I'm coining a new term here for when I see content like this: OST. Or, Simply:
"Think."

------
jstraszheim
It is sort of useless advice, though. If you're the sort of person whose
inclined to "do it wrong", you already are. If your not, simplistic advice
isn't going to help you find the one correct way to do it wrong.

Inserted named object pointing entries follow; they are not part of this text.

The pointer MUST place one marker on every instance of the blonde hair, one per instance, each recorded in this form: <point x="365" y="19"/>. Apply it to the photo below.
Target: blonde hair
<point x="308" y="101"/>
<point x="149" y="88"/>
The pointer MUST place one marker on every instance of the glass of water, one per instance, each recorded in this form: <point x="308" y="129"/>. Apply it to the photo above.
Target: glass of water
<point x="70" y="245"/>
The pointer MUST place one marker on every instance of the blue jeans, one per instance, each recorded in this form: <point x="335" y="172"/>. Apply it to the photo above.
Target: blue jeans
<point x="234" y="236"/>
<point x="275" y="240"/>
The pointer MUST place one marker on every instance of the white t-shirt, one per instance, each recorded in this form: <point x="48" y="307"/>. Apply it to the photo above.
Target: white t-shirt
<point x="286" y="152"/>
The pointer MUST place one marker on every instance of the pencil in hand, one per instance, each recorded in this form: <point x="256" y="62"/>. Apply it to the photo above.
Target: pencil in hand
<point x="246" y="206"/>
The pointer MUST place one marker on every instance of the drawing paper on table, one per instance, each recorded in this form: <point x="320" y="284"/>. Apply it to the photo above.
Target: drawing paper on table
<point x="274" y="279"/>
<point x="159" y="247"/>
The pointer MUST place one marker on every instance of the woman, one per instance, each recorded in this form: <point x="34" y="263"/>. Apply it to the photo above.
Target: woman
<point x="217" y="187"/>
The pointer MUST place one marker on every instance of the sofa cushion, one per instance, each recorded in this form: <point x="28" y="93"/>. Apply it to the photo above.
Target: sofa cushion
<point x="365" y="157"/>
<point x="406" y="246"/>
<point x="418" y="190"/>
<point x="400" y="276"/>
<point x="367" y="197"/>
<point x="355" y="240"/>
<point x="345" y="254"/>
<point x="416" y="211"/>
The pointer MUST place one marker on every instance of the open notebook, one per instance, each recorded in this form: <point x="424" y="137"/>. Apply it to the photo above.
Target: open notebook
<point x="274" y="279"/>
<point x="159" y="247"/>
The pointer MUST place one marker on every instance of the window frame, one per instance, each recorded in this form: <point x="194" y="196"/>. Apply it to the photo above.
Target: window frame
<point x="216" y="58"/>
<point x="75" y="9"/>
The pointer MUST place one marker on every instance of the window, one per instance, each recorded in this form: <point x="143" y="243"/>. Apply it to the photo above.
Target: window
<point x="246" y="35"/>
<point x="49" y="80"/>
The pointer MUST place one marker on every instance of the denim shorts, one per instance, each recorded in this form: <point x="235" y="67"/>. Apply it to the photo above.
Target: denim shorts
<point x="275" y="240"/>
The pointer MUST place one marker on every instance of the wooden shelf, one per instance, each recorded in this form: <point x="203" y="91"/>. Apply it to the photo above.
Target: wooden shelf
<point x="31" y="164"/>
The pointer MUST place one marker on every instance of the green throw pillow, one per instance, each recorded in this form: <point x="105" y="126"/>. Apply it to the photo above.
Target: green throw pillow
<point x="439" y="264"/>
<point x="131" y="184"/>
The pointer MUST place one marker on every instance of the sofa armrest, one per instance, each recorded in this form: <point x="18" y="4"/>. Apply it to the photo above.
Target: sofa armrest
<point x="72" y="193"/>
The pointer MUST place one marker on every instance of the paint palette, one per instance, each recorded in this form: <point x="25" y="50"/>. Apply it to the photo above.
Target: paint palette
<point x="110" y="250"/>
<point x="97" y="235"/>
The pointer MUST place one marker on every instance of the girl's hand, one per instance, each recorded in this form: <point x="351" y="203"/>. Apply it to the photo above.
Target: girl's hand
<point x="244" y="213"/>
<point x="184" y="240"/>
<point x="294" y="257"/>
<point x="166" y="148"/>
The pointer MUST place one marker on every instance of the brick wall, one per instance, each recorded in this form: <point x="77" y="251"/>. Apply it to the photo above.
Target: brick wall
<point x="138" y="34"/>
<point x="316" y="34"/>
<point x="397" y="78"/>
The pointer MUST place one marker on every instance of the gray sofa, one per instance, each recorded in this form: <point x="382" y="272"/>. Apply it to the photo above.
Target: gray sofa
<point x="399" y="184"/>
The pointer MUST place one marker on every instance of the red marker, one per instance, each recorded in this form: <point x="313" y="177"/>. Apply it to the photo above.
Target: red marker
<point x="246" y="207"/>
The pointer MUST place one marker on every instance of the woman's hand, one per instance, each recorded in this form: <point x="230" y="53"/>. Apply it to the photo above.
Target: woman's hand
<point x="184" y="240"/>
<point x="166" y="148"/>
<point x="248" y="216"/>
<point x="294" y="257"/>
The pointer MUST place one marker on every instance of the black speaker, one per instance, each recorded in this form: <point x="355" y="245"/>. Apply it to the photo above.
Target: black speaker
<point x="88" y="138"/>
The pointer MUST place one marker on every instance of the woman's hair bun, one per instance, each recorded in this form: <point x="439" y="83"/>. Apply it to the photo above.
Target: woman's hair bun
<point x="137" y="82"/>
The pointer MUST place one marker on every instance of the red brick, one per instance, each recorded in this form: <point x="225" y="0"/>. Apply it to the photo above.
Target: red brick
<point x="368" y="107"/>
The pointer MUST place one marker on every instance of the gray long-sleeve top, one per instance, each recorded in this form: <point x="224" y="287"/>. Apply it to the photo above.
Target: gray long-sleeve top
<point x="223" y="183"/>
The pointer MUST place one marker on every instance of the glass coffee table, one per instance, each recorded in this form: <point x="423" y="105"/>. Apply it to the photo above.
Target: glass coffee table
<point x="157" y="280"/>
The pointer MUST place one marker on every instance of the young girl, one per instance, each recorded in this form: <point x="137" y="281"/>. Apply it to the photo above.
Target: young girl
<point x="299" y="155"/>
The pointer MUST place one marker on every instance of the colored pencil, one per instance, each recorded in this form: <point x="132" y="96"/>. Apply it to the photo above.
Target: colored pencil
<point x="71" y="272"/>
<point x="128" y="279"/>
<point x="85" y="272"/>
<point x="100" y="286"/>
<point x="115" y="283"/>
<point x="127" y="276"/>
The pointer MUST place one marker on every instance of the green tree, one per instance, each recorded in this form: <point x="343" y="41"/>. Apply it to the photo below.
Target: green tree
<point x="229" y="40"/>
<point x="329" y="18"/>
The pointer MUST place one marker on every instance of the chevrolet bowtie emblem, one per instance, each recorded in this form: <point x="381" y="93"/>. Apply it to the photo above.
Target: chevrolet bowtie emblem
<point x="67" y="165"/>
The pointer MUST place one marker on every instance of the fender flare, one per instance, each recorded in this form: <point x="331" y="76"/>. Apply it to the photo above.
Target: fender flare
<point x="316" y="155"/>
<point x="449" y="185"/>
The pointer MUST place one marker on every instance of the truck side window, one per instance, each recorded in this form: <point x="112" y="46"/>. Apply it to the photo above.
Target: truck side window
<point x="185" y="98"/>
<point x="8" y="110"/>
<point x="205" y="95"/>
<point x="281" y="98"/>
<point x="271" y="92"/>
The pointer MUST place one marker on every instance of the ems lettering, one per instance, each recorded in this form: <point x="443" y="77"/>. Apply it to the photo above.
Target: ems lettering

You'll just
end up wrong.

------
jamesbressi
I love anyone who writes about ignoring conventional wisdom and popular belief
or advice.

This post can be summed up by Mark Twain - "Whenever you find yourself on the
side of the majority, it is time to pause and reflect."

------
gwern
Yes, I'm sure that Apple's willingness to invest in research and whatnot while
other companies do differently has nothing to do with their differing
circumstances, like Apple's profits growing >500% in 2003 as they began to
reap the iPod whirlwind. (For once, Steves Jobs is right - listen to the quote
of him, not the blogger!)

------
Tichy
Sometimes it is OK to post articles with minimal content, too. But not always.